What is made with ground rice and white split lentils batter, circular or oval in shape, golden brown on the outside, fluffy white on the inside, roasted to perfection on a griddle, with its inner white walls coated with a liberal dollop of garlic-red chilli chutney before a cup of boiled potatoes fried with sliced onions and slit green chillies is ladled onto the middle, then folded over into a perfect arc, a small tor on a plate or a nonchalant shape and served with a spoonful of butter on top and a cup of fragrant coconut chutney tempered with mustard seeds and curry leaves?
Potato-filled South Indian crepes, as Epicurious labels it in its “Around the world in 80 dishes”.
We’ll stick to the time-tested, easily rolled-off-the-tongue, pentasyllabic ‘Masala Dosa’ that doesn’t need accentuation in the form of carets or tildes, what say?
This could be seen as a proud moment for South Indians who’ve long had to deal with well-meaning countrymen from north of the Hebbal Flyover, as Thejaswi calls them, pronouncing the “Do” half of the second word as a hard consonant rather than a soft one.
It’s pronounced Though-Sah. Yes, like that. Try it, it’s not tough at all.
I’ve seen some very ladylike friends try to eat it in small nibbles with knife and fork — you can’t commit a bigger sin than try to eat a Masala Dosa with any instrument other than your fingers.

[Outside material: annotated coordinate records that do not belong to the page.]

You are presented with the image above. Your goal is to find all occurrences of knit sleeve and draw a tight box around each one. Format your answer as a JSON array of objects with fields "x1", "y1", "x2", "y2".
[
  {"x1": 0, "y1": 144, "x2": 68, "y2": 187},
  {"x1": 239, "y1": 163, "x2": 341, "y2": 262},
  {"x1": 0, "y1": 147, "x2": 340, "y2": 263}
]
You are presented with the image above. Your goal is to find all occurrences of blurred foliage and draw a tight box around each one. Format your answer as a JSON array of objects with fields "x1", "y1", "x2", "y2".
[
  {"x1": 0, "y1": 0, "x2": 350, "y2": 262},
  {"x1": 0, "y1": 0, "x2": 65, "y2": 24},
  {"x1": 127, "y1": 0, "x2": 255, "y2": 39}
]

For one, your digits are God-given. Secondly, they don’t add a metallic taste to the dosa-eating experience. Thirdly — um, do you need a third reason when a Masala Dosa is staring you in the face?
Much as I love paratha and vada pav and aloo poshto, my South Indian roots and gastronomical leanings have been validated that India is defined by the Masala Dosa amid food-loving circles the world over.